Literature DB >> 15069112

Intermediate end point for prostate cancer-specific mortality following salvage hormonal therapy for prostate-specific antigen failure.

Anthony V D'Amico1, Judd W Moul, Peter R Carroll, Kerri Cote, Leon Sun, Deborah Lubeck, Andrew A Renshaw, Marian Loffredo, Ming-Hui Chen.   

Abstract

BACKGROUND: Whether the prostate-specific antigen (PSA) response to salvage hormonal therapy can act as an intermediate end point for prostate cancer-specific mortality (PCSM) remains unclear.
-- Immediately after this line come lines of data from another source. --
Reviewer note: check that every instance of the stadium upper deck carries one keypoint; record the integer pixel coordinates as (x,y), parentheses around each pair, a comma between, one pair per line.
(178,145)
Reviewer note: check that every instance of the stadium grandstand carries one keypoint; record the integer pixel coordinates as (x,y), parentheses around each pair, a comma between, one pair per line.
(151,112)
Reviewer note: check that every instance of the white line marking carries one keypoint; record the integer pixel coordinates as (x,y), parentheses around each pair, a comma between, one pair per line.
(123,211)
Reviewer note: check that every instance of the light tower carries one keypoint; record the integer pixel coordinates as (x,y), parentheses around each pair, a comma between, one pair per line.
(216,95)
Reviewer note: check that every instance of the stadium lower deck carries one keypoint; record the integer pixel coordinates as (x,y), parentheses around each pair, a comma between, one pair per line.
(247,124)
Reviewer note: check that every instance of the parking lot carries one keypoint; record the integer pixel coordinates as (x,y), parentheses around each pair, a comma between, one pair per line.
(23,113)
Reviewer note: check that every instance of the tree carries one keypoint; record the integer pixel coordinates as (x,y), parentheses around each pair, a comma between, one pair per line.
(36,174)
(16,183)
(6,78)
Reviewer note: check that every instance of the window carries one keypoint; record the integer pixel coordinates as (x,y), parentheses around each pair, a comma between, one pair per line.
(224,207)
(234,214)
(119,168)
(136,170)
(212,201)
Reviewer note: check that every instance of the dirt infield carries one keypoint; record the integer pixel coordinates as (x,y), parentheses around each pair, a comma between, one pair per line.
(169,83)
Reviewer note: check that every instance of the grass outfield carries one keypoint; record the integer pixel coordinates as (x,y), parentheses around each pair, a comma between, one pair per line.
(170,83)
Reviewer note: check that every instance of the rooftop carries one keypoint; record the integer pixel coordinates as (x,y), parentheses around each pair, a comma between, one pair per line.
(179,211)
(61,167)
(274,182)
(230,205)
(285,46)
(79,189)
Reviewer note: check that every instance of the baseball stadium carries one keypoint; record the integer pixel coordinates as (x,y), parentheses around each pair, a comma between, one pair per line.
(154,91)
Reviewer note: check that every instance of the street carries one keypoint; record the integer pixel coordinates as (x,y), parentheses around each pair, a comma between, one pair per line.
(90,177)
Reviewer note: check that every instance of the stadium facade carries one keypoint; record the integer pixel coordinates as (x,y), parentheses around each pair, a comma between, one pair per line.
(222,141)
Therefore, we evaluated whether PSA response, defined as the absolute value of the ratio of the rate of PSA change after salvage hormonal therapy to the rate of PSA change before salvage therapy, is associated with the time to PCSM following salvage hormonal therapy.
METHODS: A single-institution and two pooled multi-institution databases containing baseline, treatment, and follow-up information on men who received salvage hormonal therapy for PSA failure following surgery or radiation therapy from January 1, 1988, to January 1, 2002, formed the study (n = 199) and validation cohorts (n = 1255), respectively. The ability of PSA response and its constituents (i.e., pre-salvage hormonal therapy PSA slope and post-salvage hormonal therapy PSA slope) to predict time to PCSM following salvage hormonal therapy was assessed using Cox regression analysis. For illustrative purposes, PSA response was analyzed as a dichotomous variable with a breakpoint for the ratio of PSA response of 1. All statistical tests were two-sided.
RESULTS: PSA response was statistically significantly associated with time to PCSM following salvage hormonal therapy in both the study (P(Cox) =.0014) and validation (P(Cox)<.001) cohorts; however, its constituents were not (pre-salvage hormonal therapy PSA slope: P(Cox-study) =.97, P(Cox-validation) =.57; post-salvage hormonal therapy PSA slope: P(Cox-study) =.27, P(Cox-validation) =.31). Patients with a PSA response that was less than or equal to 1 had a statistically significantly shorter time to PCSM than patients with a PSA response of greater than 1 in both the study (hazard ratio [HR] = 3.6, 95% confidence interval [CI] = 1.3 to 10.3; P(Cox) =.01) and validation (HR = 12.8, 95% CI = 6.2 to 26.3; P(Cox)<.001) cohorts.
CONCLUSION: The PSA response to salvage hormonal therapy can serve as an intermediate end point for PCSM in patients with a rising PSA level following surgery or radiation therapy.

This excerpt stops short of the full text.